You can't do that easily in Poser. The "Parts" that you want do not exist. Instead, the entire "Face" (The "head" group.) includes the ears, nose, eyes, mouth, etc... Those are all one "part." (A "group.") There is no way to apply morphs separately to specific features of the face. (Though, in certain versions of Poser, you can elect to apply a morph to only one side or another, along the x axis.)
Your most immediate and effective solution is to correct Faceshop's errors using either an external modeler or using Poser's "Morph Tool." You can try combining your manipulations with Poser's Morph Tool with dial adjustments for the ears from a standard morph pack, in order to get some speedier results or more correction choices. Because the ears have very dense geometry, due to their intricate topology, you may be able to get really good results just using the "Smooth" tool in Morph Tools.
Make sure you have selected a "New" morph, when using the Morph Tool. This way, you can apply the morph separately, later. You can even export the head and neck, once done, as separate objects, and then import them as morph targets in order to "back out" your adjustments and, perhaps, help to restore the mesh a little bit. It's going to take some fiddling in order to get right.
As was noted above, it is possible to use some advanced third-party modelers to manipulate object morphs in order to only allow certain vertices to respond to the morph. But, you probably don't have access to those. Still, it's worth looking around for free 3D software and its capabilities, if you really want to try to fix this.
You could also do this manually... by editing the .obj file and removing/re-zeroing the deltas for the vertices that contain the ear geometry. I wouldn't suggest making that a first choice, though. It'd be like hunting hunting a needle in a boxcar full of needles...
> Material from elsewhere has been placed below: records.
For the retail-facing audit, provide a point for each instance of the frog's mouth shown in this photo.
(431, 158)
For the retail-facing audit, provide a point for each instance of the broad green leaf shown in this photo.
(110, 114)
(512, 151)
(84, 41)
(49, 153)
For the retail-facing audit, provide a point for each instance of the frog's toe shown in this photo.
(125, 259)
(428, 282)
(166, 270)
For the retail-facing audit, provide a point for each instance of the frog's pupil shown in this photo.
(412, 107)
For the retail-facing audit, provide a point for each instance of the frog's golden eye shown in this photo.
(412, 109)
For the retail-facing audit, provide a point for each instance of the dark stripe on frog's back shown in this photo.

It might, just might, be possible that you can try to fix this issue using Poser's grouping tool. For instance, you could try loading the morph, then regrouping the ears as a new group, then zeroing out the new group, then restoring the entire "head" group and exporting the finished head as a morph target. I don't know how well this would work or if it would work, since regrouping an object generally destroys its ability to work with morphs for a now-unrecognized group. Then again, Poser does a lot of weird stuff with that sort of thing, so it might be worth a shot in the dark. (It'll probably just go nuts and lock in whatever morph you have and make it a base object, which means no morph dials will do anything at all. But, it's Poser... maybe magic will happen? :) Trying to fudge it by regrouping and hoping to fool something is better than jumping into a pool full of man-eating sharks, right? Of course it is! Probably won't work, though... :))
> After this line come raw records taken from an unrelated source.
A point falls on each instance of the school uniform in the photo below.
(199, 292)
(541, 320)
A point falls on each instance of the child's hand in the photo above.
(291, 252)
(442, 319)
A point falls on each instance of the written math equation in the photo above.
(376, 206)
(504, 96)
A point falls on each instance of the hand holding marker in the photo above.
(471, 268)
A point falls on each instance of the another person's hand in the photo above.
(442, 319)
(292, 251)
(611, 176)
You could try to see if there's something in Blender you could use. It's free and only slightly less annoying to work with than a box full of wet cats. But, it has a very large user-base and a very helpful community, all who probably love herding cats... I wouldn't be too surprised if someone hasn't come up with some sort of tool or script that enables you to do this very thing. Minus the cats.
Faceshop is notorious for mangling geometry. That is mostly caused by the difficulty in applying landmark targets for the program so it can recognize geometry placement. The rest of it is caused by... Faceshop. I've had several iterations of the program in hopes that it would yield a quick, easy and cheap solution to custom face-morph bases that can be cleaned up later in a 3D app. No such luck. I've never used any Faceshop morph for anything at all - All were unusable for any decent morph result. (Because of the problems with the first iterations of Facehop, I learned how to accurately sculpt custom face-morphs in 3D applications. So, it's got that going for it, I guess... )But, your mileage may vary and if you spend a heck of a lot of time with it, you might get a usable morph out of it for one render, just so long as you don't plan on doing anything else with it.
A far better program for this sort of thing is Facegen. However, it is comparably expensive. But, it is also much more versatile.
(Note: There are plenty of old Faceshop-bashing threads, I'm not trying to bash it, here. I'm just being as honest as I can be with a frustrated Faceshop user. I couldn't code Faceshop, so it's a much better product than I could ever produce. That's not saying much, though.)